The possible radiuses squared are given by OEIS sequence A001481.
For square with nodes $0,...,n$, there are $1+(n+1)(n+2)/2$ different possible radius. (but only $1+n(n+1)/2$ are inside the rectangle).
You better work with the radius squared, since is integer arithmetic, which is faster than float.
This quadratic equation is the number of nodes inside half a quadrant of a circle. (It double counts a small number of nodes, but is roughly correct).
If you displace this circle to the center, the base of the triangle is reduced th 1/2, which reduces the node count to 1/4 (think of the large triangle as made out of 4 small triangles).
for $0$ to $9$, you get $67$ different radius to try.
The radius squared are
0, 1, 2, 4, 5, 8, 9, 10, 13, 16, 17, 18, 20, 25, 26, 29, 32, 34, 36, 37, 40, 41, 45, 49, 50, 52, 53, 58, 61, 64, 65, 68, 72, 73, 74, 80, 81, 82, 85, 89, 90, 97, 98, 100, 101, 104, 106, 109, 113, 116, 117, 121, 122, 125, 128, 130, 136, 137, 144, 145, 146, 148, 149, 153, 157, 160, 162
Note that you only need to calculate those radius in 1/8 of the 360º, because the rest of the circle is symmetrical, and do not add more unique radius.
Adding the nodes, for each radius, is a 2D convolution.

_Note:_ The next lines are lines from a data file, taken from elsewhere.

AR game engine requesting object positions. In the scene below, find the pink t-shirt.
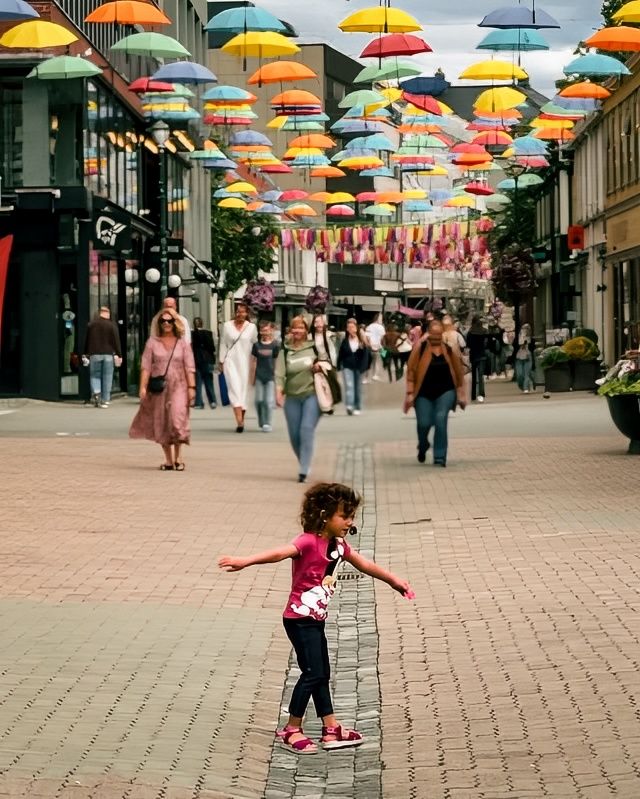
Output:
[282,533,351,621]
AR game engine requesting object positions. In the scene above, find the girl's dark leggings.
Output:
[282,618,333,718]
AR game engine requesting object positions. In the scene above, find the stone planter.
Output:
[544,361,571,392]
[607,395,640,455]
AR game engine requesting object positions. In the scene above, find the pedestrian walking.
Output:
[276,316,321,483]
[404,321,467,467]
[338,319,371,416]
[218,483,414,755]
[251,322,280,433]
[191,316,217,409]
[82,305,122,408]
[219,302,258,433]
[129,308,196,472]
[467,316,487,402]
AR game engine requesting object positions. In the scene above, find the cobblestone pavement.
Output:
[0,402,640,799]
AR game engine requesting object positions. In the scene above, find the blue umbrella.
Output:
[0,0,40,22]
[562,53,631,78]
[476,28,551,53]
[478,5,560,30]
[205,6,287,33]
[151,61,218,83]
[400,76,451,97]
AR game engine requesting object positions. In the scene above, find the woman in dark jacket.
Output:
[404,322,466,466]
[338,319,371,416]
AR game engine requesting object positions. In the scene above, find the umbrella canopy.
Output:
[459,60,529,80]
[222,31,300,58]
[27,55,102,80]
[84,0,171,25]
[478,5,560,30]
[151,61,218,83]
[338,4,422,33]
[360,33,433,58]
[560,81,608,100]
[562,53,631,78]
[584,25,640,52]
[0,19,78,50]
[476,28,550,53]
[205,6,287,33]
[111,31,191,58]
[247,61,318,85]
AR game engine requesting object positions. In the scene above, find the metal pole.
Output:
[158,147,169,297]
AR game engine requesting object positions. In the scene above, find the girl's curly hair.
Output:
[300,483,362,533]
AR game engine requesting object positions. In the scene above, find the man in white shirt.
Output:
[365,314,387,380]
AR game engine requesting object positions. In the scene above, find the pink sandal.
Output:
[276,726,318,755]
[321,724,364,749]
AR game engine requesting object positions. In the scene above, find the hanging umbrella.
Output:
[205,6,287,33]
[459,60,529,80]
[0,0,40,22]
[27,55,102,80]
[0,19,78,50]
[560,81,608,100]
[84,0,171,25]
[151,61,218,83]
[360,33,433,58]
[221,31,300,58]
[247,61,318,85]
[338,4,422,33]
[478,5,560,30]
[111,31,191,58]
[476,28,550,53]
[562,53,631,78]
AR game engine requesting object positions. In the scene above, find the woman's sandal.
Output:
[320,724,364,749]
[276,727,318,755]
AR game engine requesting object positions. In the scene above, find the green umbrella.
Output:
[27,55,102,80]
[111,31,191,58]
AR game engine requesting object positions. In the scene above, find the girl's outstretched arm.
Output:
[218,544,300,572]
[345,550,414,599]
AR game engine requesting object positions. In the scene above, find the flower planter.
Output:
[544,361,571,392]
[607,395,640,455]
[571,361,600,391]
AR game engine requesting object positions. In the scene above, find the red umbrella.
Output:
[402,92,442,117]
[129,78,173,94]
[360,33,433,58]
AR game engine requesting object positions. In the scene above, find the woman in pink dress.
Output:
[129,308,196,472]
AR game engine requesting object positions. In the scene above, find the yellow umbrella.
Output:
[338,5,422,33]
[474,86,527,111]
[222,31,300,58]
[459,61,529,80]
[0,19,78,50]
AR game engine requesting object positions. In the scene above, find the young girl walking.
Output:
[218,483,414,755]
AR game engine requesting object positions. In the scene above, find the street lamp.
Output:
[149,120,171,295]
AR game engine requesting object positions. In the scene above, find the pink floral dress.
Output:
[129,336,196,446]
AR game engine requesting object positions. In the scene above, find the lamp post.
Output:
[149,120,171,295]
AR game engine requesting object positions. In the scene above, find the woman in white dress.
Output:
[220,302,258,433]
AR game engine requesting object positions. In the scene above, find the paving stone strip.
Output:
[264,445,382,799]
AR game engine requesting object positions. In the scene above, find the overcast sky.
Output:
[251,0,602,95]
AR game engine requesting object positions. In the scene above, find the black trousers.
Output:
[282,618,333,718]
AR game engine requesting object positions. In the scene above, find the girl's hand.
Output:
[218,555,247,572]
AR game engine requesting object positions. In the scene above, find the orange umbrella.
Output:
[247,61,318,85]
[584,25,640,52]
[84,0,171,25]
[560,80,611,100]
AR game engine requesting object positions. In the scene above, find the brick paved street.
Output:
[0,385,640,799]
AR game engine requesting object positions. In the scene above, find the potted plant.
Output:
[540,346,571,391]
[562,330,600,391]
[597,350,640,455]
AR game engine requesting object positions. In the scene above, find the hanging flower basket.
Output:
[243,277,276,313]
[304,286,331,313]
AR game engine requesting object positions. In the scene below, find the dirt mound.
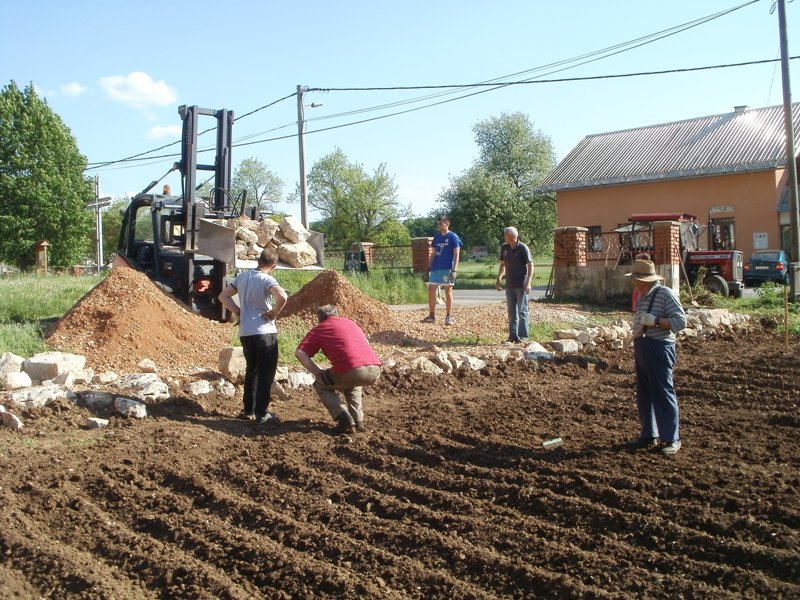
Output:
[47,268,232,374]
[0,330,800,600]
[283,271,396,333]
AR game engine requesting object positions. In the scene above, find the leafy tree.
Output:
[100,196,130,264]
[439,112,556,254]
[231,158,283,212]
[0,81,94,269]
[308,148,409,245]
[403,214,438,238]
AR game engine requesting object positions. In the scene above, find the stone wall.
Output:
[553,221,680,303]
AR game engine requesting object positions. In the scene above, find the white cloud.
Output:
[100,71,178,108]
[147,125,181,140]
[58,81,86,98]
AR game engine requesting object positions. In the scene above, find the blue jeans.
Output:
[633,337,680,444]
[506,287,528,340]
[239,333,278,417]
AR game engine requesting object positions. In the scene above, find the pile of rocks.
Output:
[225,216,318,268]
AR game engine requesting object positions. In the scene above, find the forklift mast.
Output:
[178,105,233,252]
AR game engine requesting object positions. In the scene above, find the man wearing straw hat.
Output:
[626,260,686,454]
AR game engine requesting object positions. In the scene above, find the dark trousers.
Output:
[633,337,680,444]
[239,333,278,417]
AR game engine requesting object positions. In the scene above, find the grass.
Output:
[0,275,102,357]
[681,282,800,335]
[458,256,553,290]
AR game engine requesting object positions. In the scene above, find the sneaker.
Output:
[333,411,354,435]
[623,438,658,450]
[256,412,281,425]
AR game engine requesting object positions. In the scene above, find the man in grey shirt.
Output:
[626,260,686,454]
[219,250,288,424]
[495,227,533,342]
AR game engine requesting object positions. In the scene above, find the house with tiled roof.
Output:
[539,103,800,260]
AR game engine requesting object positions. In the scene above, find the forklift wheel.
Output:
[703,275,728,298]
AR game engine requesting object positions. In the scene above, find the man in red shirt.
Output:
[294,304,381,433]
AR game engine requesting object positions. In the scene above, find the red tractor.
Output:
[617,213,744,298]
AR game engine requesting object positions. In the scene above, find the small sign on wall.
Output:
[753,232,769,250]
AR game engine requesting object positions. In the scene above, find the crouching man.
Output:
[294,304,381,434]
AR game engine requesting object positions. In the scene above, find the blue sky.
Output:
[0,0,800,220]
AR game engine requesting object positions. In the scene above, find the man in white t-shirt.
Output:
[219,250,287,424]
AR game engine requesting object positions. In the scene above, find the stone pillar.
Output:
[411,237,433,273]
[553,227,589,298]
[553,227,589,267]
[653,221,681,293]
[361,242,375,269]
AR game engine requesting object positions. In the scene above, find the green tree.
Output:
[100,196,130,263]
[0,81,94,268]
[439,112,556,254]
[403,214,438,238]
[308,148,409,245]
[231,158,283,212]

First you make a circular mask, for each radius, and then use the mask to calculate the convolution on all nodes (most algorithms use the fast fourier transform).
The mask has $1$ for all the nodes where $\Delta x^2+\Delta y^2 \leq r^2$, and has $0$ on the nodes outside the circle.
Any graphic library has already coded optimized functions to calculate 2D convolutions,and maybe even to create a circular mask.
for each unique radius -> O(n^2)
create mask -> O(n) since you only need to add periferic nodes to the smaller mask.
calculate convolution -> O(n^2)log(n) size
find max value in the convolution -> O(n^2)
It is a brute force $O(n^4\log(n))$ algorithm, but the convolution is relatively cheap, and probably may be reused with larger masks.